Pakar hukum tata negara memberi penjelasan gamblang soal celah hukum yang membuat status anggota dewan tetap melekat, meski partai sudah menyatakan menonaktifkan mereka.

Pakar hukum tata negara Feri Amsori menilai, penonaktifan tersebut pada dasarnya hanyalah respon politis untuk meredam situasi panas, bukan langkah yang memberi kepastian hukum.

"Istilah menonaktifkan pada dasarnya tidak terdapat di dalam ketentuan undang-undang. Yang ada adalah istilah diberhentikan, mengundurkan diri, atau meninggal dunia yang kemudian akan berujung kepada pergantian antar waktu atau PAW anggota dewan. Nah, istilah menonaktifkan itu sendiri pada dasarnya cukup rancu, karena apakah dengan itu berarti bisa diaktifkan kembali,” ujar Feri dikutip tvOne, Senin 1 September 2025.

Feri menilai meskipun status nonaktif, akan tetapi belum memberikan kepastian hukum dan tidak menghilangkan gaji atau tunjangan yang diterima anggota DPR tersebut.

“Respon menonaktifkan adalah respon politis yang baik saja, karena untuk meredam suasana sehingga kemudian dilakukan pilihan-pilihan tersebut.
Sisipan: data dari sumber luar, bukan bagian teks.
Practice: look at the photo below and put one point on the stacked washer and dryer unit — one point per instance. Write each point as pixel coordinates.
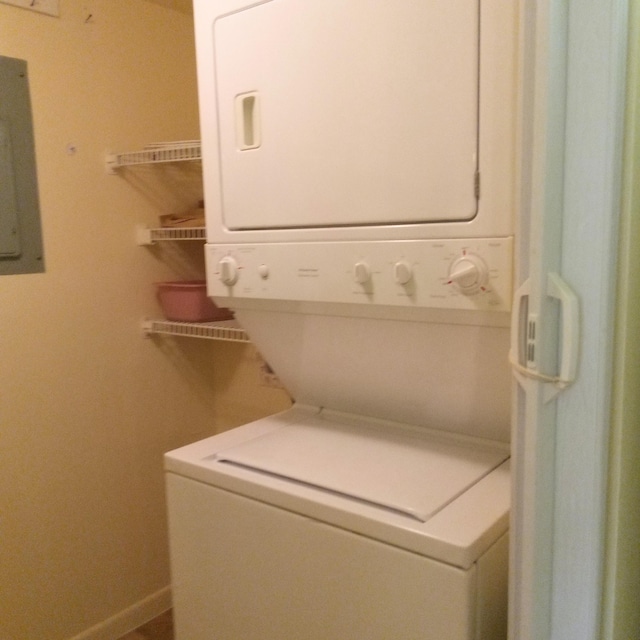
(359, 164)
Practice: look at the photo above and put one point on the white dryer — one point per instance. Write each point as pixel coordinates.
(359, 167)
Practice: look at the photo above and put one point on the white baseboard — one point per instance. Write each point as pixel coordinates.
(130, 618)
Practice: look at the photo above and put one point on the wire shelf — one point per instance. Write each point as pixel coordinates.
(155, 154)
(146, 235)
(227, 330)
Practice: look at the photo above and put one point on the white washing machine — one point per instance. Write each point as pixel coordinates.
(359, 184)
(324, 526)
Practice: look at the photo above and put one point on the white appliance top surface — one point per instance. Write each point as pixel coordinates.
(404, 470)
(440, 495)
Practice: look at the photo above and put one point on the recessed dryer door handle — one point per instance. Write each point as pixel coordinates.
(248, 129)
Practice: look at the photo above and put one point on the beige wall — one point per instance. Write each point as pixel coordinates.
(87, 405)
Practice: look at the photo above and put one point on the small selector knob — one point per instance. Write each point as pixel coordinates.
(361, 272)
(468, 273)
(402, 272)
(228, 270)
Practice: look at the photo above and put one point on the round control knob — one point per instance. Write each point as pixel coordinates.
(402, 272)
(228, 270)
(468, 273)
(361, 272)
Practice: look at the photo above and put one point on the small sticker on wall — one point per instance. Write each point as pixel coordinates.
(50, 7)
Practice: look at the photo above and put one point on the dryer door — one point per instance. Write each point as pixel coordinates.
(336, 113)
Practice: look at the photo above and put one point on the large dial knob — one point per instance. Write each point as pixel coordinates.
(228, 270)
(468, 273)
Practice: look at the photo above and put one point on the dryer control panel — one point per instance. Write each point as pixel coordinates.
(470, 274)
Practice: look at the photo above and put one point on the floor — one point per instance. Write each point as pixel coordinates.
(160, 628)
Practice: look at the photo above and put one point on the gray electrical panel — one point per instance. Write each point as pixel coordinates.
(20, 230)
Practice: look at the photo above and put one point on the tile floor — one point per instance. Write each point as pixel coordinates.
(160, 628)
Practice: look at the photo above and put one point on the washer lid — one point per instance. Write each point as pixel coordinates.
(402, 469)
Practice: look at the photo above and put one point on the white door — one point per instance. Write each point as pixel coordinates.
(574, 59)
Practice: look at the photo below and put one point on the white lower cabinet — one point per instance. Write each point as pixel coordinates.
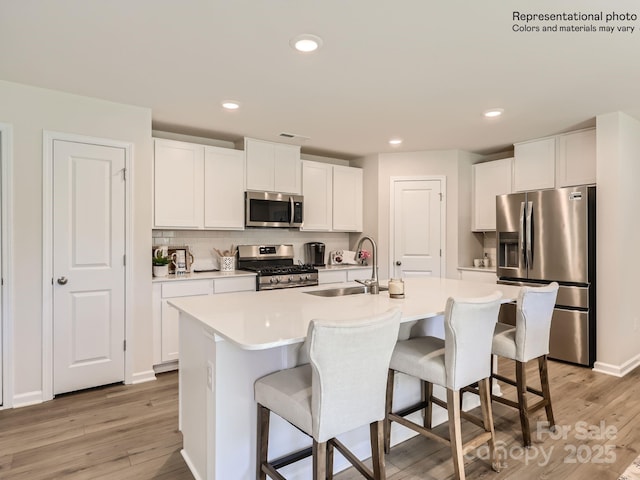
(165, 321)
(478, 276)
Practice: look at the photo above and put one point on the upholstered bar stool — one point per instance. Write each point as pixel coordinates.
(461, 359)
(340, 389)
(528, 340)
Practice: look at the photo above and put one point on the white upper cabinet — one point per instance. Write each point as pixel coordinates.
(489, 179)
(347, 199)
(178, 186)
(332, 197)
(576, 162)
(224, 188)
(534, 166)
(317, 188)
(273, 167)
(197, 186)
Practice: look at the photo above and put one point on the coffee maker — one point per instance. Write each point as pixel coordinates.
(314, 254)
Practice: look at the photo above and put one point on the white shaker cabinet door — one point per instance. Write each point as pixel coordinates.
(489, 180)
(534, 166)
(259, 165)
(347, 199)
(317, 181)
(178, 185)
(287, 169)
(576, 163)
(224, 172)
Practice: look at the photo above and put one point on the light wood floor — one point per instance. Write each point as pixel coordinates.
(130, 432)
(117, 432)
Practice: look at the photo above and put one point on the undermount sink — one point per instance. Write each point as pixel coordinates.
(339, 292)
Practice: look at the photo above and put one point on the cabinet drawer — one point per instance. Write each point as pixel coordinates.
(237, 284)
(332, 276)
(186, 288)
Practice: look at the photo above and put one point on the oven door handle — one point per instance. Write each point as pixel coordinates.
(291, 210)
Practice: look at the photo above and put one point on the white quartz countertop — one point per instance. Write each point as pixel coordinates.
(268, 319)
(203, 276)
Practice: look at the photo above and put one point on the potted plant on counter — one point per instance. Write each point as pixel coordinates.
(160, 264)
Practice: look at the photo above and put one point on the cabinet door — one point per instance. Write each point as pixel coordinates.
(178, 184)
(286, 166)
(260, 158)
(489, 179)
(224, 188)
(317, 180)
(169, 327)
(534, 165)
(347, 199)
(576, 163)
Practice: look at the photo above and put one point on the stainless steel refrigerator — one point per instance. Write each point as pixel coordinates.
(549, 235)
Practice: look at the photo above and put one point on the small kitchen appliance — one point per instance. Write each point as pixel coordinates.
(314, 253)
(274, 267)
(275, 210)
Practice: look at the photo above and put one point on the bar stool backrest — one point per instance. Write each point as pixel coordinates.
(534, 310)
(350, 363)
(468, 328)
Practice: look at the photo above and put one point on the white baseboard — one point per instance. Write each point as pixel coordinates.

Tapi kalau bicara hukum, apakah itu menimbulkan kepastian dan berpotensi ada proses pergantian waktu? Saya pikir belum," sambungnya.

Meski dinyatakan nonaktif oleh partai politik, status anggota DPR masih tetap melekat, artinya penonaktifan tidak otomatis menggugurkan status anggota DPR. Proses resmi hanya bisa dilakukan lewat mekanisme PAW.

Akademisi Fakultas Hukum Universitas Indonesia (FH UI), Titi Anggraini, juga menegaskan hal serupa. Menurutnya, keputusan partai politik untuk menonaktifkan kadernya di parlemen hanyalah urusan internal partai dan fraksi, bukan penggugur keanggotaan di DPR.

“Dari sisi hukum, mereka tetap berstatus anggota DPR sampai ada PAW (Penggantian antarwaktu) yang bisa dilakukan setelah ada pemberhentian antarwaktu yang disampaikan pimpinan partai politik kepada pimpinan DPR,” kata Titi, Senin 1 September 2025.

Titi menambahkan, istilah nonaktif memang ada dalam Undang-Undang Nomor 17 Tahun 2014 tentang MPR, DPR, DPD, dan DPRD (UU MD3). Namun, penggunaannya terbatas hanya untuk pimpinan atau anggota Mahkamah Kehormatan Dewan (MKD) yang sedang menjalani pemeriksaan, bukan untuk anggota DPR secara umum.

Presiden Prabowo Subianto bersama pimpinan partai politik disebut tengah berupaya meredakan gejolak di masyarakat. Beberapa langkah yang ditempuh antara lain mencabut kebijakan DPR terkait besaran tunjangan anggota, memberlakukan moratorium kunjungan kerja ke luar negeri, serta mengumumkan penonaktifan anggota DPR yang dinilai memicu kemarahan publik.